Sunday, December 8, 2013

Could We Stop Being Hypocrites About Mandela?

++Nelson Mandela will stand as a figure of global importance whatever Americans say. But we should be humble about expressing how we all supported the fight against apartheid. It's just not true.

++Newsweek reports this week that one Millard Shirley, a CIA agent in South Africa,obtained information from the South African Communist Party about the whereabouts of a younger Nelson Mandela and tipped off the South African secret police, who arrested Mandela. The United States wanted him out of the way and got their wish. One has to wonder whether South African figures at the time really wanted him out of the way or did they arrest and convict him at our request?

++Almost 90, Nelson Mandela remained on our terrorist watch list until 2008. That's right. He had served two terms as President of South Africa, the National Reconciliation Commission had finished its work and Mandela was an elder statesman who flew around Africa trying to resolve conflicts. He was only allowed entry into the United States when the Secretary of State granted a special waiver. We considered him a "terrorist" until the Obama era.

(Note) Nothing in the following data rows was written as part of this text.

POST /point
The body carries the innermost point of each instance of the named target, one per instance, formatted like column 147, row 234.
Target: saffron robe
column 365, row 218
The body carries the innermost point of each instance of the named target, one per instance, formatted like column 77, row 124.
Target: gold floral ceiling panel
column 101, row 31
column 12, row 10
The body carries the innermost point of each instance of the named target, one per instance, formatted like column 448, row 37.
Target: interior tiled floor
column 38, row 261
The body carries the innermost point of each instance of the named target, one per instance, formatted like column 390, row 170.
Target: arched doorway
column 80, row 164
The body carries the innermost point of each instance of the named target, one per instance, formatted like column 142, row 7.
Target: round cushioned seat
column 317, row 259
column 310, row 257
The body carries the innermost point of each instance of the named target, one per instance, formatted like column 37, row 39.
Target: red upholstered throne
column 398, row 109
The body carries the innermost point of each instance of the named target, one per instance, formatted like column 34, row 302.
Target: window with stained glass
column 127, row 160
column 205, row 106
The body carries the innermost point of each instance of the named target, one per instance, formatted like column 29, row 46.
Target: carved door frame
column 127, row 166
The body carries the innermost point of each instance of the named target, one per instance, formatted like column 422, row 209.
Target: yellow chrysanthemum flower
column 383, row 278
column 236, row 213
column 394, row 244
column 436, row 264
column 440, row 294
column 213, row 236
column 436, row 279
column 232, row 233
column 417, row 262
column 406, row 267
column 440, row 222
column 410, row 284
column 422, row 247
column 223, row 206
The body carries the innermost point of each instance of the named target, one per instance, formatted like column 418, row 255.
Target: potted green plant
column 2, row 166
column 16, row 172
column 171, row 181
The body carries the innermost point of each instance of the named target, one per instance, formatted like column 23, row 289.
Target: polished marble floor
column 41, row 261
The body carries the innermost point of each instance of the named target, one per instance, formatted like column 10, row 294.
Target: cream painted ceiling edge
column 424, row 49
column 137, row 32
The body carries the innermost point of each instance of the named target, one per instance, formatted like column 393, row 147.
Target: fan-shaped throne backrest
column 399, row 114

++No, he was not another Martin Luther King,Jr. He was for armed struggle. It was Albert Luthuli of the ANC who had been the follower of Mahatma Gandhi.

++It would be useful for Americans to actually study apartheid and its effects on South Africa. It was a theological system of politics derived from the strict Calvinist roots of the Akrikaaner culture and was adopted in 1954 by President Verwoerd. Because of our fixation on the Cold War, the United States was always allied with the apartheid regime. No, James Baker isn't right that Ronald Reagan regretted his veto of the Anti-Apartheid Act. The political right in this country by the 1980s made overt alliances with the regime and bankrolled some of their own operations in the United States with South African money.